We can take steps towards that. Maybe we can have ScopeSim_Data move its data to somewhere else then the site-package directory? Or have two location?

teutoburg commented 1 month ago

I propose to have the same three-layer structure as I did for spextra (IIRC):

  • Use a path explicitly set by the user
  • Use the ScopeSim_Data directory if it is installed
  • Use a default path

That's what skycalc_ipy does now, we could indeed standardize on that, ideally with the slight twist, as you mentioned, that ScopeSim_Data should do something other than modify the site-package directory...

hugobuddel commented 1 month ago

Oh yeah, skycalc_ipy, because we can also not trust ESO :-).

One note: downloading to the ScopeSim_Data directory is also a feature. The nightly job of ScopeSim_Data installs ScopeSim_Data with pip install -e . and then everything is downloaded into the git clone. The job will subsequently create a pull request if there is any new data. So while the behaviour is bad for users, it is also essential :innocent: . But we can manage that.

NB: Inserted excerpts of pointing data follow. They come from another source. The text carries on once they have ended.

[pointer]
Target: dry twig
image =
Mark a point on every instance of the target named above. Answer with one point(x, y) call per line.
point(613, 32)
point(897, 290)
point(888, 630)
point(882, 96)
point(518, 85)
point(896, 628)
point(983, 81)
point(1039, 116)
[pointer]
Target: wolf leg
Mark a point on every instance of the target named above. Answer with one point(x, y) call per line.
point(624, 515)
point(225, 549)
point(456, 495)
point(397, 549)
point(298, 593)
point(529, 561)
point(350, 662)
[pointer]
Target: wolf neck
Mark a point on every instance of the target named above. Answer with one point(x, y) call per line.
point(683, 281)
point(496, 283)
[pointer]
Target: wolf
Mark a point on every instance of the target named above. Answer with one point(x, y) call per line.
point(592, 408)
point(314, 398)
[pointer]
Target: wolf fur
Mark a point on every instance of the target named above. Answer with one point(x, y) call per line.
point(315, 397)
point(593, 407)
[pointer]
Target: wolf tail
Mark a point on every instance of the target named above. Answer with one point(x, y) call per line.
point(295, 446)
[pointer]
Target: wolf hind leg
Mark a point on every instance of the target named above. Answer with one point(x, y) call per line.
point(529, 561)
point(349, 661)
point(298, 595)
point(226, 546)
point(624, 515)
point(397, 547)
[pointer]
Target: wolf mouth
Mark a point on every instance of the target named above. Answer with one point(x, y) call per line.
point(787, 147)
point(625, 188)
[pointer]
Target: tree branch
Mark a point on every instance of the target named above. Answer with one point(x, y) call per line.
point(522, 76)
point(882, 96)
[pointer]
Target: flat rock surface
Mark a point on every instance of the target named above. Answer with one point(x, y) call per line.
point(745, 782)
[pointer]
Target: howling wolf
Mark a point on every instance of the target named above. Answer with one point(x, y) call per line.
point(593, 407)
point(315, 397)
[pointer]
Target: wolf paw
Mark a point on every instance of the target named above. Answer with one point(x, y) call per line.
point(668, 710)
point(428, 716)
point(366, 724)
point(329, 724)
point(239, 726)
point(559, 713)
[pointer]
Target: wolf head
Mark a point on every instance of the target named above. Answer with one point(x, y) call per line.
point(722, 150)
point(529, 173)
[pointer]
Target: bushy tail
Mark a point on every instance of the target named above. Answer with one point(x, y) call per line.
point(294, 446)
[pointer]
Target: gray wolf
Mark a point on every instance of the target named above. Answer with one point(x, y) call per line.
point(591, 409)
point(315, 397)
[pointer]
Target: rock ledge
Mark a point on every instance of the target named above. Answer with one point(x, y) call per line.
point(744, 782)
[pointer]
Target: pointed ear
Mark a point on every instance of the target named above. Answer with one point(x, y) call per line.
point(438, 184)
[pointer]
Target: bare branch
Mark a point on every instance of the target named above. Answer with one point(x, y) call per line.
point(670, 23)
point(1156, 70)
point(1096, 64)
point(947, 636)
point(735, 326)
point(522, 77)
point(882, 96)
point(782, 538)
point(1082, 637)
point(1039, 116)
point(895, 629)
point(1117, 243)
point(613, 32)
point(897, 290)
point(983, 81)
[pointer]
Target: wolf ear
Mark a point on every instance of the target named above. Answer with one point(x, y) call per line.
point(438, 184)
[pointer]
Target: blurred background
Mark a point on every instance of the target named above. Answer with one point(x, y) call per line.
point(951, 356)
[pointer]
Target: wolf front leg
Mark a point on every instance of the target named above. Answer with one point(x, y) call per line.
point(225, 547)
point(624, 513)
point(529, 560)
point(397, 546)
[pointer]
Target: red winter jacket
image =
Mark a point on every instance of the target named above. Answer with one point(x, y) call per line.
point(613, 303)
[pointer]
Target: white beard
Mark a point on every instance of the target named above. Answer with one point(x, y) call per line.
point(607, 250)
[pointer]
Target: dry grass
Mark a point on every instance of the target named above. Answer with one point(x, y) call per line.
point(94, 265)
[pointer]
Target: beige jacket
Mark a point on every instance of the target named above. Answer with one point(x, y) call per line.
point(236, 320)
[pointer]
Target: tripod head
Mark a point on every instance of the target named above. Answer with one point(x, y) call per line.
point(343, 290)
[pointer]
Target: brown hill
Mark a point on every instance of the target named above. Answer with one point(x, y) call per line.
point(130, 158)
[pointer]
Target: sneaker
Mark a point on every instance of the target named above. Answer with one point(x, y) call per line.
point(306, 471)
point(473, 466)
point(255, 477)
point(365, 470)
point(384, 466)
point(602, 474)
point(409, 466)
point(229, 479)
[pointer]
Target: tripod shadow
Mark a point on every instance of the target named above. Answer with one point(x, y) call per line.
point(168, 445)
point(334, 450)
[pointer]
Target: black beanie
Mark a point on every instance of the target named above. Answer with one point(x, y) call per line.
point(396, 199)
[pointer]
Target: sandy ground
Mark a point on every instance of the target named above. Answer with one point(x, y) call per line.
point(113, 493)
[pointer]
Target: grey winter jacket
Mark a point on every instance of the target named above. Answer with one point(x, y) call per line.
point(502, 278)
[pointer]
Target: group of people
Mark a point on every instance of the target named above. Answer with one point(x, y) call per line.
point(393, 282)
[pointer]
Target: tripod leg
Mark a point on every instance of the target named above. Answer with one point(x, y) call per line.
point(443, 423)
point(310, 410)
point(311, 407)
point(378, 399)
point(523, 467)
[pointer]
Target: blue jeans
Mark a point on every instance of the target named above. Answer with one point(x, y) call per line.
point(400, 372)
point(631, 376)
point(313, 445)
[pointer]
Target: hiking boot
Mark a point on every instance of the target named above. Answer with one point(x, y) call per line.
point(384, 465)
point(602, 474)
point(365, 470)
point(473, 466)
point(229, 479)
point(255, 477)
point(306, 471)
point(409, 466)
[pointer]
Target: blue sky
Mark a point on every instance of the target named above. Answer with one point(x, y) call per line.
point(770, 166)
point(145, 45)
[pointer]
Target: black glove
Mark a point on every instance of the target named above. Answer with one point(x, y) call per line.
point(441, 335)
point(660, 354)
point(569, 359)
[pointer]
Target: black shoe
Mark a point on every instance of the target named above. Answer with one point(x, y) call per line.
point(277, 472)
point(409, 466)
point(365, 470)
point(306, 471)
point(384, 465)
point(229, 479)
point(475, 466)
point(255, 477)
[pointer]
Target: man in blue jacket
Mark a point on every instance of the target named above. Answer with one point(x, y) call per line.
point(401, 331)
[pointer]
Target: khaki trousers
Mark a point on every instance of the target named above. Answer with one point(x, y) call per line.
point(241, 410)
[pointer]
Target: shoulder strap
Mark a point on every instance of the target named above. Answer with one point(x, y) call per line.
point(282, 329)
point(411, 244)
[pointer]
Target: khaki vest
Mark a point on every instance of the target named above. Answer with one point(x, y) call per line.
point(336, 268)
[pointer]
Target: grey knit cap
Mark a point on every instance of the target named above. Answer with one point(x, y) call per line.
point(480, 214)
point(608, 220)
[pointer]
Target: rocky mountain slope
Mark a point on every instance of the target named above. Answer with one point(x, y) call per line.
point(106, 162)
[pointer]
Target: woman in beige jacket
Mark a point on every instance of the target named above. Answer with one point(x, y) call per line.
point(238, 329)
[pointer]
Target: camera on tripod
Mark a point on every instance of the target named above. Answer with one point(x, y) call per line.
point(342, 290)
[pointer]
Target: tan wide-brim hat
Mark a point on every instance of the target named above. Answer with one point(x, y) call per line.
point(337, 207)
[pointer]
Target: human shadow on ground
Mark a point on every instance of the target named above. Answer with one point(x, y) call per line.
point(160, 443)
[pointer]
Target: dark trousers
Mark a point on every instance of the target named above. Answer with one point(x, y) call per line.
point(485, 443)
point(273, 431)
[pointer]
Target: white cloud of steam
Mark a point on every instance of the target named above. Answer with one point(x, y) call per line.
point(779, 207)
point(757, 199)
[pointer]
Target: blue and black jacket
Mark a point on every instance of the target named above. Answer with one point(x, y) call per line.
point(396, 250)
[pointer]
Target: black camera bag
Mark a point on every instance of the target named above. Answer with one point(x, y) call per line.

teutoburg commented 1 month ago

One note: downloading to the ScopeSim_Data directory is also a feature. The nightly job of ScopeSim_Data installs ScopeSim_Data with pip install -e . and then everything is downloaded into the git clone. The job will subsequently create a pull request if there is any new data. So while the behaviour is bad for users, it is also essential 😇 . But we can manage that.

That's fine because ScopeSim_Data is not a PyPI package (yet? idk)...

hugobuddel commented 4 weeks ago

I think we can make ScopeSim_Data a PyPI package. I initially intended it just for internal use, but I have recommended the package to others as well, so making it a PyPI package makes sense to me.